Bakkal Amca
Bakkal Amca
1970’li yıllardı. Mahalle sakinleri bakkal sahibinin adını koyarak anardı. Evimizin karşısında bakkal amcamız “Bakkal Abidin Amca” vardı. Büyüklerimiz “oğlum/kızım git bakkal Abidin Amcandan, “iki ekmek yarım kilo zeytin, iki yüz gram peynir dört tanede yumurta al hesaba yazsın” derdi. Öte yandan askerdeki oğlundan telefon gelirdi. Genellikle telefonlar bakkallarda olurdu. Bakkal çırağı koşar gelir Ayşe Teyze oğlun arıyor koş hele…”Sözü üzerine elinin hamuruyla, bulaşığıyla bakkal amcaya telefona koşardı Ayşe Teyze. Kamuda memur Rafet Amca, elindeki file dolusu eşyayı bakkala uğrayıp “Ben gelene kadar size emanet” deyip gideceği yere, gönül rahatlığıyla giderdi.
Neydi o günler!..
Bugünlerde ise zincir market denilen alışveriş işyerleri hakkında her gün bir haber okur olduk. Fiyatlarla oynandığı iddia ediliyor ve sık sık ürünlere zam yapıldığı ve de son kullanma günü geçen ürünlerin satılmaya çalışıldığı iddiaları gibi haberler sık sık tv kanallarında gazete manşetlerinde gündeme gelmeye başladı.

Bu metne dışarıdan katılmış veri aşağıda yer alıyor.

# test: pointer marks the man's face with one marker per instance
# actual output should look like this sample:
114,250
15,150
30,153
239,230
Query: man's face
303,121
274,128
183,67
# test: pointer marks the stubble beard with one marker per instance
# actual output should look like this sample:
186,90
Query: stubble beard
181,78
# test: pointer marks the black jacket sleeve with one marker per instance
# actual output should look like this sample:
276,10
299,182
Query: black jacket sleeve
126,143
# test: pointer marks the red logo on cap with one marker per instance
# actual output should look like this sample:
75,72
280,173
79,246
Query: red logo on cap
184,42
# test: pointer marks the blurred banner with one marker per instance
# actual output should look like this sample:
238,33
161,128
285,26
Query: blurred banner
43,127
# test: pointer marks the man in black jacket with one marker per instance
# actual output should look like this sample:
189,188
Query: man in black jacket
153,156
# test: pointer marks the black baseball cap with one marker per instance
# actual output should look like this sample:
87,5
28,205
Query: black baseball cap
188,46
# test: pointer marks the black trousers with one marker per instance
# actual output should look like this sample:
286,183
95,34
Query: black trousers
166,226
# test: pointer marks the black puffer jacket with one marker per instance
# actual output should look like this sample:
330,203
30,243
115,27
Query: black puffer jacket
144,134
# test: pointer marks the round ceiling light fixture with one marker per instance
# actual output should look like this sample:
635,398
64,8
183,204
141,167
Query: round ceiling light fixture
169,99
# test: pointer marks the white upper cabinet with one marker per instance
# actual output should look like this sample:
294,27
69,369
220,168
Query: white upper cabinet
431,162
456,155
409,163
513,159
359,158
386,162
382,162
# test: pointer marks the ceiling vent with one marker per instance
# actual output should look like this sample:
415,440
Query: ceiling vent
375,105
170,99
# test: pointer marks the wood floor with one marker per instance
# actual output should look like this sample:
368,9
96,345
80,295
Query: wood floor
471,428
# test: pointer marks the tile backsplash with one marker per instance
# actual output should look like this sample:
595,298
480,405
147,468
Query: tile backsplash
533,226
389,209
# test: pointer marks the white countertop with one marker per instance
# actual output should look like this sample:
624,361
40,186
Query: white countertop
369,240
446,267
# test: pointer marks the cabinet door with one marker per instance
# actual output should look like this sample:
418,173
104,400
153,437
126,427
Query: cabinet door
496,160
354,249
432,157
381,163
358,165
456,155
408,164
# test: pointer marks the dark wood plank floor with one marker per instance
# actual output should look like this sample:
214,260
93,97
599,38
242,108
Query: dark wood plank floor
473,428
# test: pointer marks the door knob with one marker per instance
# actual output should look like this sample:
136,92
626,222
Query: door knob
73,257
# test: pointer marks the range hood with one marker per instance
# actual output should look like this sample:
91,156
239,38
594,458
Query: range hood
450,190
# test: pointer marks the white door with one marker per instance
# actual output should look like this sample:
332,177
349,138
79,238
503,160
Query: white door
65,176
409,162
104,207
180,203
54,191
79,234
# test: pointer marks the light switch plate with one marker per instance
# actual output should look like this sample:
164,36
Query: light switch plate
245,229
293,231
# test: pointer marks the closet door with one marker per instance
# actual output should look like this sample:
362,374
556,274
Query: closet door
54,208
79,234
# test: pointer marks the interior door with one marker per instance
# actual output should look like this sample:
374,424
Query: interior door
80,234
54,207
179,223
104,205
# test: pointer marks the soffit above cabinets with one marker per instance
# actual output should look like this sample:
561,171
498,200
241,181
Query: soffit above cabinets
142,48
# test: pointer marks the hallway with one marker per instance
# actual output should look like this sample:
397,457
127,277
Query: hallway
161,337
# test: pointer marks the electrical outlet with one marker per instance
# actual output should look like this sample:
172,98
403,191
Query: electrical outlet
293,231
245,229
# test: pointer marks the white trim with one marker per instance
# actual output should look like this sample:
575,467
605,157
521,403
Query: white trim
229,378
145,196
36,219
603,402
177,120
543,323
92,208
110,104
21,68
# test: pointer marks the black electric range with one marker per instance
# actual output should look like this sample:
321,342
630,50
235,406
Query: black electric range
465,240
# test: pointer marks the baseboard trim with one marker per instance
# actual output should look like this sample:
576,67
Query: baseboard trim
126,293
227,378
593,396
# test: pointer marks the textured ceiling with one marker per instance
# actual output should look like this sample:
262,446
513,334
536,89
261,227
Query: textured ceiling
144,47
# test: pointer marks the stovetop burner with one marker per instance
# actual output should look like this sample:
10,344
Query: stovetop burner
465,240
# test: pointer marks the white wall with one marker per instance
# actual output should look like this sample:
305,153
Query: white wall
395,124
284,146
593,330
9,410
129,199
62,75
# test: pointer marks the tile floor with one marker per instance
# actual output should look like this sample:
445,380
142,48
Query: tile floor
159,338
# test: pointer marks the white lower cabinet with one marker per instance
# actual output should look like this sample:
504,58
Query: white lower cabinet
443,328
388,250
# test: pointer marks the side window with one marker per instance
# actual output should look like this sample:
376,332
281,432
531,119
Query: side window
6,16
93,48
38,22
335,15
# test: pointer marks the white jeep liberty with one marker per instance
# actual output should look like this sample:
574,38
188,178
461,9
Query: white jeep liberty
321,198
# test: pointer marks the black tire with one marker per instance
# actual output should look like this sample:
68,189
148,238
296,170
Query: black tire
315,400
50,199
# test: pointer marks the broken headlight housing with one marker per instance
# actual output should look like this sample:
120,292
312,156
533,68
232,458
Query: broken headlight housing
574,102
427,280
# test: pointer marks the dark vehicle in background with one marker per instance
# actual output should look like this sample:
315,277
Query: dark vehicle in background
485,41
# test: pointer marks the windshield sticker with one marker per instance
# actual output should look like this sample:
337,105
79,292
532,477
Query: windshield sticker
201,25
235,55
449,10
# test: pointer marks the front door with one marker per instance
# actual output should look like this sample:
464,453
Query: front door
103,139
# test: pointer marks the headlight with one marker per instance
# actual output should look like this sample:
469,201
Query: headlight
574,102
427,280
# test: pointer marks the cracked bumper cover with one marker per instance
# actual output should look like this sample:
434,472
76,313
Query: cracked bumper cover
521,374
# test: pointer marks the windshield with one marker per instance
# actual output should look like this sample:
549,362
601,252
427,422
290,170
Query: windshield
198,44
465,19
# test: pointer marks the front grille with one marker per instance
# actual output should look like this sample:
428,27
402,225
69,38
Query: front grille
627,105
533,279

Bu zincir marketler neden icat edildi. İhtiyaç mıydı? Sanki mahallemize hatta sokağımıza kadar giren birer yabancıymış gibi geldi bana…
Bana sorarsanız ihtiyaç değildi.
Her mahallenin sokaklarında bizden biri olan zaten bir “Bakkal Amca” ile “Manavımız-Kasabımız” vardı. Kimi zaman paramız olmasa da veresiye verirlerdi. Emanet bırakılır, borç bile alınırdı. Aileden biriydiler sanki. Cenazelere katılırlar düğünlere ise davet edilirlerdi, birlikte üzülür birlikte ağlanılırdı. Kardeş gibiydik o günlerde…
Özlüyoruz onları!
Hadi gidin zincir marketin birine paranız olmazsa alış veriş yaptırırlar mı size? Bir deneyin!
“Bize bizi bilen gerek, çağırmadan gelen gerek” şarkı sözünde olduğu gibi… Bildiğimiz bakkal amcaya manava-kasaba selam olsun!
Sağlıcakla kalın!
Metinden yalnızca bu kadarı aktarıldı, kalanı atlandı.